Other Talking Animals
Dr. Matthew L. Keegan
Kalīla and Dimna was not only widely copied in the pre-modern period. It was also adapted and reconceived by dozens of other authors. The rich and diverse tradition of writing about talking animals beyond Kalīla and Dimna is not well known, but these adaptations informed how readers and copyists thought about Kalīla and Dimna. The May 2019 workshop, entitled "Animals, Adab, and the Abbasid Fictive Tradition," seeks to bring together leading scholars of animal writing in the Adab tradition to further explore this tradition of writing.
Kalīla and Dimna was adapted into Arabic by Ibn al-Muqaffaʿ in the 8th century, but the first surviving manuscript witness is from the 13th century, almost half a millennium later. During that period, Adab (roughly: belles-lettres and paideia) came into its own. While many scholars have explored and debated the origins of Kalīla and Dimna, its impact on the rich tradition of animal writing within Adab has been left largely unexplored. Throughout the pre-modern period, Kalīla and Dimna inspired numerous Arabic adaptations and versifications. It also influenced a broader tradition of allegory and fictive writing, which often either implicitly or explicitly engaged with Kalīla and Dimna. How and whether Kalīla and Dimna relates to different nodes within the Adab tradition is an open question, and it is one that requires a much more nuanced understanding of how authors wrote about and thought about animals.
Learning more about this rich tradition of writing about animals is crucial to the project for a number of reasons. First of all, the copyists responsible for the surviving manuscripts of Kalīla and Dimna were familiar with its broader reception within Adab, and we must understand that reception if we want to understand how and why the "copyists" were so creative in adapting the text. Indeed, the AnonymClassic project has already found that some "copyists" re-mixed Kalīla and Dimna with other Adab texts in creative ways.

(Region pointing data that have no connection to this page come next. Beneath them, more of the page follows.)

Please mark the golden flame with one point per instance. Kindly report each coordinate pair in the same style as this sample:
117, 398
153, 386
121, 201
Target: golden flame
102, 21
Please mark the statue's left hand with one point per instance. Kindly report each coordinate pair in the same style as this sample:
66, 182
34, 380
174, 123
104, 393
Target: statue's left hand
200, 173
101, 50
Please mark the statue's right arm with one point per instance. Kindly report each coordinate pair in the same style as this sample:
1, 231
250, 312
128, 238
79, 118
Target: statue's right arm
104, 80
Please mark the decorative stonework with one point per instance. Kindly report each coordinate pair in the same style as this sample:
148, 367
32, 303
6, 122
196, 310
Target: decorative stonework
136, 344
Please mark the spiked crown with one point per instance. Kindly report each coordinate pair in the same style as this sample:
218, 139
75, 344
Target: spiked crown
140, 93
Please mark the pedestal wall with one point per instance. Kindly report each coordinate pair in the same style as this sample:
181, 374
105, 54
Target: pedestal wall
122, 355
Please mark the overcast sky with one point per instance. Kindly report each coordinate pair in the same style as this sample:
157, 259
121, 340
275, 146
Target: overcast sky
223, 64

Furthermore, if we wish to understand Kalīla and Dimna's context and reception, we need to learn more about how authors were reading Kalīla and Dimna and responding to it both implicitly and explicitly. Rather than take for granted that Kalīla and Dimna belongs to a recognizable genre, which can be interpreted according to our expectations of that genre, this workshop will begin to allow us to understand Kalīla and Dimna in terms of Adab. In a certain sense, each new text about talking animals sheds fresh light on Kalīla and Dimna because they can be seen as fresh claims about what kind of text Kalīla and Dimna was and how it ought to be read.